In the year after winning that award, Mission Hill began a $10 million capital expansion program. It included almost one million litres of new stainless steel processing equipment and hundreds of new oak barrels. In 1996 the winery purchased vineyard property, its first, at Osoyoos and began planting 150 acres of vines on a sun-baked site on the Canada-United States border. The winery has invested continually since then, both in vineyards and in state of the art winemaking facilities.

"The Chardonnay was the start," John said. "The Chardonnay is no longer the only wine which has done something worth talking about internationally.”

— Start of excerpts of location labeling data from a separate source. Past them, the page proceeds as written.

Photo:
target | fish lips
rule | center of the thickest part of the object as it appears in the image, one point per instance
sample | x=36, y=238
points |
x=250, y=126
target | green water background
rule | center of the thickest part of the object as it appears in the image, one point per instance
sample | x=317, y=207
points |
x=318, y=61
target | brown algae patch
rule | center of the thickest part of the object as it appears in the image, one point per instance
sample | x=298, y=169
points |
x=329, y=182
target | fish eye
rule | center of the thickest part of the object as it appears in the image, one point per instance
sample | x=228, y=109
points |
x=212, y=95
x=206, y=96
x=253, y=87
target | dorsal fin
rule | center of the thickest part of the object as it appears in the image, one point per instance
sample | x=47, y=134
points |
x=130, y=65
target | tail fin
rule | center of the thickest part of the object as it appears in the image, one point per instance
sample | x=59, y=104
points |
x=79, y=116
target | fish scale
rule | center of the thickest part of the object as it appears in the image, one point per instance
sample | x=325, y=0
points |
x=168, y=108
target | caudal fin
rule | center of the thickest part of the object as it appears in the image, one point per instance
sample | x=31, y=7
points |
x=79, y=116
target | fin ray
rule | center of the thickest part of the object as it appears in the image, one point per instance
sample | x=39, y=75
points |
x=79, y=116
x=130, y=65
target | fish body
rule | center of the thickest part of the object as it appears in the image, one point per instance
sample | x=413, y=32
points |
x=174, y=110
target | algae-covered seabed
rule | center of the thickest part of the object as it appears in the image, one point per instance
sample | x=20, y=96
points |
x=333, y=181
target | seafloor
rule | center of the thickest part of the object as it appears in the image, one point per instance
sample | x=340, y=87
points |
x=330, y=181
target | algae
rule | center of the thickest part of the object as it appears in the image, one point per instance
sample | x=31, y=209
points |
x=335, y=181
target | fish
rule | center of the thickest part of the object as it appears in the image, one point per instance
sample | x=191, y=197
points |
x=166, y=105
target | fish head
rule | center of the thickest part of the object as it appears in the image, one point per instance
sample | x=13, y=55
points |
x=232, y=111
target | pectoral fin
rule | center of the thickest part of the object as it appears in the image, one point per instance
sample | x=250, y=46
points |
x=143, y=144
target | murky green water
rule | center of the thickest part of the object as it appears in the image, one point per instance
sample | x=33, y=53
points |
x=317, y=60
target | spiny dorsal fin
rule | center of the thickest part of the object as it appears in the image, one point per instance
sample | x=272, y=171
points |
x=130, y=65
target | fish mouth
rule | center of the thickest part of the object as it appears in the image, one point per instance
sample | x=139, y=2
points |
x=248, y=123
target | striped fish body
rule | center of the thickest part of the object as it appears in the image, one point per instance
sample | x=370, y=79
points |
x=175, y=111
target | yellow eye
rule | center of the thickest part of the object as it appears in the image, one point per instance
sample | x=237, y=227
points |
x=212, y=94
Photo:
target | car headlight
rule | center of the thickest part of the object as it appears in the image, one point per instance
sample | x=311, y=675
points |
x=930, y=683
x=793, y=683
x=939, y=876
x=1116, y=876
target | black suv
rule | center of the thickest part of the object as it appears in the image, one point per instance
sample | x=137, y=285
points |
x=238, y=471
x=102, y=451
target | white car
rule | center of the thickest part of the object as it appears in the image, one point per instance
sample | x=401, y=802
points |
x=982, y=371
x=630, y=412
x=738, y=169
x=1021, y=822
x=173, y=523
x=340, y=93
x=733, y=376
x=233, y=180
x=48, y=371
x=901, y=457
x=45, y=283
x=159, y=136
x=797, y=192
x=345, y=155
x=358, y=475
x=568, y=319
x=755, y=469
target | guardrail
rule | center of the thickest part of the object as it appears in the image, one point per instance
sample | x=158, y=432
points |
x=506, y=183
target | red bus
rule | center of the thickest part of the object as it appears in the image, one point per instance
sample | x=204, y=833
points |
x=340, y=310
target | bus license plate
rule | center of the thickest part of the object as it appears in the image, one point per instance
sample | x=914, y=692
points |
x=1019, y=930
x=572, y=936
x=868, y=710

The pinnacle of the Mission Hill portfolio is Oculus, the Bordeaux blend that John first created in 1997. It crowns a large and impressive portfolio of wines, many of which are grown on the nearly 1,000 acres of estate-owned vineyards.

These vineyards now get John’s full attention. “I see our vineyards as the last frontier in allowing our wines to become amongst the most sought-after in the world,” he said in a statement. “With the von Mandl family’s commitment to continually raising the bar and their commitment to leading edge research and technology in our vineyards, there is no telling where we can go from here.”